My sister, Dawn, is an elementary school principal. In education for 32 years (as a teacher and now as a principal), she is well versed in early childhood education. Out of the blue, she sent me this list of 42 Ways to Help Your Child at School and told me I should post it on our blog!
That’s what I like:
- Active participation on our blog!
- Readers that want to contribute!
- Ideas that make a difference!
The fact that she’s my sister is just icing on the cake! So, thanks, Dawn for:
- being my sister
- taking the time to create and send this excellent, unsolicited list of 42
- for contributing to the “collective” ever-expanding lists of 42
- for being awesome!
With children heading back-to-school around the country, this list of 42 Ways to Help Your Child at School is a great review to see where you, as a parent, can improve to help your child succeed. I’ve created a FREE printable link at the end of this post. If you have a household binder to help you organize your life, this is a good one to print and add to your binder.
Here’s the list:
- Make sure your child gets enough sleep at night (10 hours for Kindergarten to 2nd grade and 9 hours 3rd to 6th grade).

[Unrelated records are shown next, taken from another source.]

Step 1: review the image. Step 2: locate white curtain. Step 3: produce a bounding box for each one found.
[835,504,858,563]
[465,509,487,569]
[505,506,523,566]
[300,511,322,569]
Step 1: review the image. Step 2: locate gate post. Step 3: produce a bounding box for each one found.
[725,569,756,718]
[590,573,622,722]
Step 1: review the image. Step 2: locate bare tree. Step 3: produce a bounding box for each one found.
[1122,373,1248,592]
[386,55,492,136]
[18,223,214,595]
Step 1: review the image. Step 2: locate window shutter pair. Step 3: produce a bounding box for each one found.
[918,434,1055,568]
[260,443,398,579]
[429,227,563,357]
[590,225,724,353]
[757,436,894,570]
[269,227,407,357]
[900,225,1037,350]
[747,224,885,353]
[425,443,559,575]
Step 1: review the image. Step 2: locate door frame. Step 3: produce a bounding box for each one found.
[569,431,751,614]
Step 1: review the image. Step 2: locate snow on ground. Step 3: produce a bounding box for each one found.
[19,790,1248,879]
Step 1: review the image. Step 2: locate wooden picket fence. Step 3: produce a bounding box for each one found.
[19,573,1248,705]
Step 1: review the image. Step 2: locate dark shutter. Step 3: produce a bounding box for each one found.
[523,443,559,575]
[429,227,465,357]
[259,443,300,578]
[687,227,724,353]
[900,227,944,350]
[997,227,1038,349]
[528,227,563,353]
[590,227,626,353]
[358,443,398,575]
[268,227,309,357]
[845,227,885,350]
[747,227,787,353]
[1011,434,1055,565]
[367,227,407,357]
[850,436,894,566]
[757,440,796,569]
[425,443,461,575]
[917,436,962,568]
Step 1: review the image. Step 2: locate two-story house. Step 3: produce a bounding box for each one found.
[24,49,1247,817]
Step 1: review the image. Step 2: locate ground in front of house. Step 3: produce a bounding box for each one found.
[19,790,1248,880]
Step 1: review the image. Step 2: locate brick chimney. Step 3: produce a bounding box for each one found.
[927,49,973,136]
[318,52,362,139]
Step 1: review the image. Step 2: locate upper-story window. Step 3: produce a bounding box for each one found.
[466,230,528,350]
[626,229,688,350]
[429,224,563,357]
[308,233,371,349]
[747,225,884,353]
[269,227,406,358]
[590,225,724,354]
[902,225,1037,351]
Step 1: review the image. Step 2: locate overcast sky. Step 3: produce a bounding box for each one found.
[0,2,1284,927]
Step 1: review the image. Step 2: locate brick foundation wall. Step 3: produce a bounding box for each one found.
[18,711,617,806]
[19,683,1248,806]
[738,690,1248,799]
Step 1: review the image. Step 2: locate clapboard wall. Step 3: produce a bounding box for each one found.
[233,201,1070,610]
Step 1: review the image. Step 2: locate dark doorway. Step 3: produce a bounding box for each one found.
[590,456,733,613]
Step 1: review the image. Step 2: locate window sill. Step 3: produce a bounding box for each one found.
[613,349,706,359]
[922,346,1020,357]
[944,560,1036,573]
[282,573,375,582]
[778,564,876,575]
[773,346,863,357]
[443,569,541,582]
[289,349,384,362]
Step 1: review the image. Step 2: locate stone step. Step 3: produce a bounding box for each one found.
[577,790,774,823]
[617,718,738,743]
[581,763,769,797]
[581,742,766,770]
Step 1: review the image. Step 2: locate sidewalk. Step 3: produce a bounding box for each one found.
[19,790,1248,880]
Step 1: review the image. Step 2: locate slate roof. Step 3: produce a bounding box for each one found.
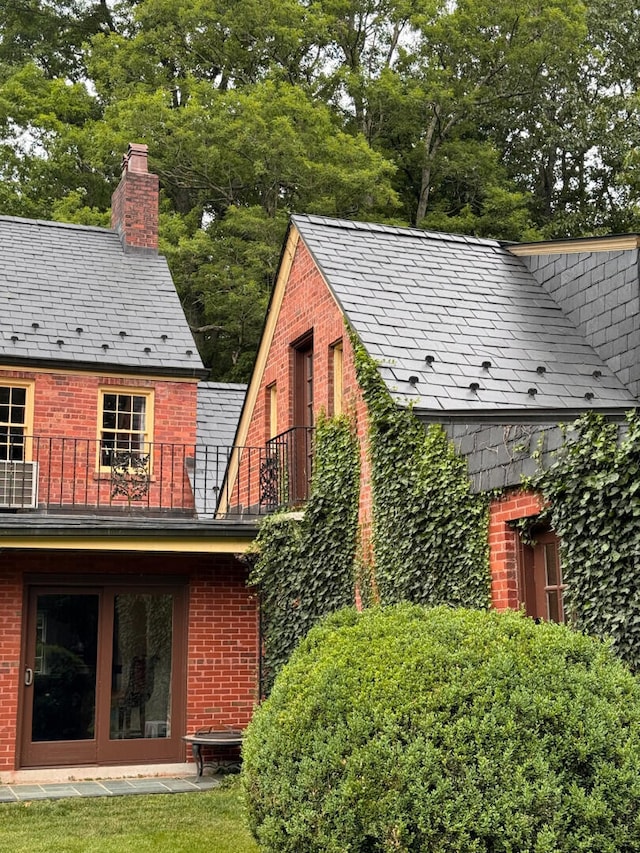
[197,382,247,447]
[292,216,636,415]
[0,216,204,376]
[190,382,247,518]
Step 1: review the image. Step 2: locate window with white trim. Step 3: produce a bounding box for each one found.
[0,385,29,462]
[99,389,153,467]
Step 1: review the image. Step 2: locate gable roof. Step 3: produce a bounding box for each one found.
[0,216,205,377]
[292,215,637,417]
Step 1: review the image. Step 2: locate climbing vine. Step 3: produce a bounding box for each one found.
[529,411,640,670]
[353,339,490,607]
[249,416,360,693]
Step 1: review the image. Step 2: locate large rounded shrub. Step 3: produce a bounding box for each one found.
[243,605,640,853]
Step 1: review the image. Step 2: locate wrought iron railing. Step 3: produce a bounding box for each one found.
[0,430,311,518]
[260,427,313,508]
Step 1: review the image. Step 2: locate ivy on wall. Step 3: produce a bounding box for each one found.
[528,411,640,670]
[249,416,360,694]
[352,337,490,607]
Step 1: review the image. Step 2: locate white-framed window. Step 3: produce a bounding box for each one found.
[98,388,153,468]
[0,379,33,462]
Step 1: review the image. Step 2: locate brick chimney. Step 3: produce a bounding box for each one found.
[111,142,159,252]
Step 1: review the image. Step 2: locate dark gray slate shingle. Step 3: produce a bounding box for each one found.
[293,216,636,416]
[0,217,203,375]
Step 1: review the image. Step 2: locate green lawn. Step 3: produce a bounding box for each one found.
[0,779,258,853]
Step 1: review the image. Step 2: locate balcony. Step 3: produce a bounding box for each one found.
[0,430,311,519]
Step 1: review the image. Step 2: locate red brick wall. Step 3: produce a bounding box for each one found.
[0,551,258,771]
[0,551,22,770]
[489,490,543,610]
[0,370,197,508]
[242,240,371,529]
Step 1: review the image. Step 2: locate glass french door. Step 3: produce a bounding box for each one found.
[21,584,185,767]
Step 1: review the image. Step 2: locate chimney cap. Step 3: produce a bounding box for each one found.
[122,142,149,172]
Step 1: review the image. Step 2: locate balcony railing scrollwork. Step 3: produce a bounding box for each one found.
[0,431,311,519]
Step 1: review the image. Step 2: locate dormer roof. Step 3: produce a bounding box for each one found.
[0,216,206,377]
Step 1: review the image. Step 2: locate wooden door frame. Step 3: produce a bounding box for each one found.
[16,574,188,768]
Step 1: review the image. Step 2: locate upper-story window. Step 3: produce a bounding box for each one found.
[329,341,343,415]
[0,384,31,462]
[294,335,314,427]
[521,531,566,622]
[100,389,153,467]
[267,382,278,438]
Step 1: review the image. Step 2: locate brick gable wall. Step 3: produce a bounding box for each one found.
[0,370,197,509]
[242,241,542,609]
[241,240,371,538]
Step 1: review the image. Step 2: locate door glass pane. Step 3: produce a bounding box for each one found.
[547,590,562,622]
[110,593,173,739]
[31,594,99,741]
[544,542,560,586]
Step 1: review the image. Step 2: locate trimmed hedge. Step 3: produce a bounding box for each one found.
[243,605,640,853]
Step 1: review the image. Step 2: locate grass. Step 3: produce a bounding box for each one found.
[0,779,258,853]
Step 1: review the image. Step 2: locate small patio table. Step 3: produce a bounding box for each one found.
[182,729,242,778]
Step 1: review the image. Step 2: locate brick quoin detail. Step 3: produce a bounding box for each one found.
[0,551,258,771]
[489,490,544,610]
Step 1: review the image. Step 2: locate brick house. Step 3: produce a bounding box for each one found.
[230,216,640,620]
[0,145,258,781]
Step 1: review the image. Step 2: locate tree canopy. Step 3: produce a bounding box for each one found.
[0,0,640,380]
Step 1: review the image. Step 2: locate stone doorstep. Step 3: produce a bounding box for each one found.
[0,776,221,807]
[0,762,197,785]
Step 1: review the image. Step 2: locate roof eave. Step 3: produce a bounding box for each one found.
[0,353,209,379]
[412,402,636,424]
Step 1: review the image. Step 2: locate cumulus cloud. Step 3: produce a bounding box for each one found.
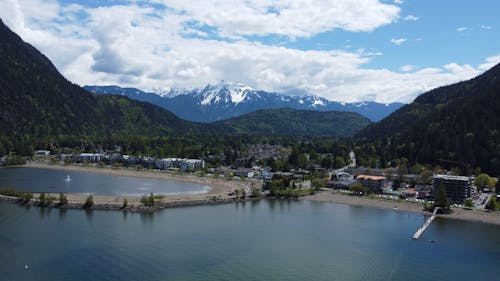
[391,38,408,46]
[478,54,500,71]
[160,0,400,38]
[403,15,418,21]
[399,64,415,72]
[0,0,500,102]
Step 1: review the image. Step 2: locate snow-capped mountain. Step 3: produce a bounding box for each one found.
[84,81,403,122]
[148,88,189,98]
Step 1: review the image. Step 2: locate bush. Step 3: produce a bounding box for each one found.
[83,195,94,209]
[122,198,128,209]
[19,192,33,205]
[58,192,68,206]
[0,188,23,197]
[141,193,155,207]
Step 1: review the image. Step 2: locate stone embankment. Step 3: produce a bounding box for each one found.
[0,195,258,212]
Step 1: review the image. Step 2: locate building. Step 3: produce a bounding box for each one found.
[34,149,50,156]
[356,175,387,193]
[432,175,471,203]
[155,158,205,171]
[233,168,255,178]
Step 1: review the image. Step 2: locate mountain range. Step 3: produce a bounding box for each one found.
[84,81,403,122]
[0,17,370,156]
[358,61,500,174]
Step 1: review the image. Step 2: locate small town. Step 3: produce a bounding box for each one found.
[8,145,500,211]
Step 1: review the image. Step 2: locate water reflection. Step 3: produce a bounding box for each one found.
[37,207,52,220]
[85,209,94,223]
[59,208,68,220]
[139,212,155,225]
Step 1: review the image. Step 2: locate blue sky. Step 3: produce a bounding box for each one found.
[0,0,500,102]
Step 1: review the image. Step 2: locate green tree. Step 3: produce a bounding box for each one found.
[464,199,474,208]
[58,192,68,206]
[311,178,326,190]
[433,185,450,213]
[19,192,33,205]
[474,174,492,191]
[122,198,128,209]
[251,187,260,197]
[484,196,497,211]
[141,192,155,207]
[83,194,94,209]
[349,182,367,195]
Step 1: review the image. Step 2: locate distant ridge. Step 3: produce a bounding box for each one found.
[84,81,403,123]
[0,20,369,156]
[358,64,500,174]
[214,108,370,137]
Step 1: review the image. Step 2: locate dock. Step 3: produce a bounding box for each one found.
[412,207,441,240]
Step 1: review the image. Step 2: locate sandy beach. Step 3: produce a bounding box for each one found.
[3,162,500,225]
[25,162,258,206]
[303,191,500,225]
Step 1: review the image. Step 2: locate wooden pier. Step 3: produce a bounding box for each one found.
[412,207,441,240]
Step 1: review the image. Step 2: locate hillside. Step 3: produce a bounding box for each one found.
[214,109,370,137]
[0,18,205,151]
[358,62,500,174]
[84,81,403,123]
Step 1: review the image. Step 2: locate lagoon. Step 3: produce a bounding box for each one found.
[0,200,500,281]
[0,167,211,196]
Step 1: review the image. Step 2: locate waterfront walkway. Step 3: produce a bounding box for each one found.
[412,207,441,240]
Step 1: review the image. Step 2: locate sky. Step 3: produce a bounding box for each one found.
[0,0,500,103]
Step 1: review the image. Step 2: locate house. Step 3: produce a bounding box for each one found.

- Make sure your child eats protein in the morning before school.
- Check your child’s backpack (until 4th grade) for notes from school.
- No tardiness (as few as possible); the important subjects are taught early in the day.
- Help with homework, but don’t do it for your child.
- Check your child’s homework for completion and correctness.
- If your child hurried on homework and it is messy, make him/her do it over.
- If homework (for Kindergarten to 2nd grade) takes more than an hour each night, talk to the teacher.
- Read with your child regularly.
- Let your child read their basal (anthology) reader (or take home books) to you regularly.*
- Show your child how to look at the pictures for clues on words they are stuck on.
- Encourage your child to try to sound out the words.
- Let the teacher handle day-to-day issues; she will ask for help when needed.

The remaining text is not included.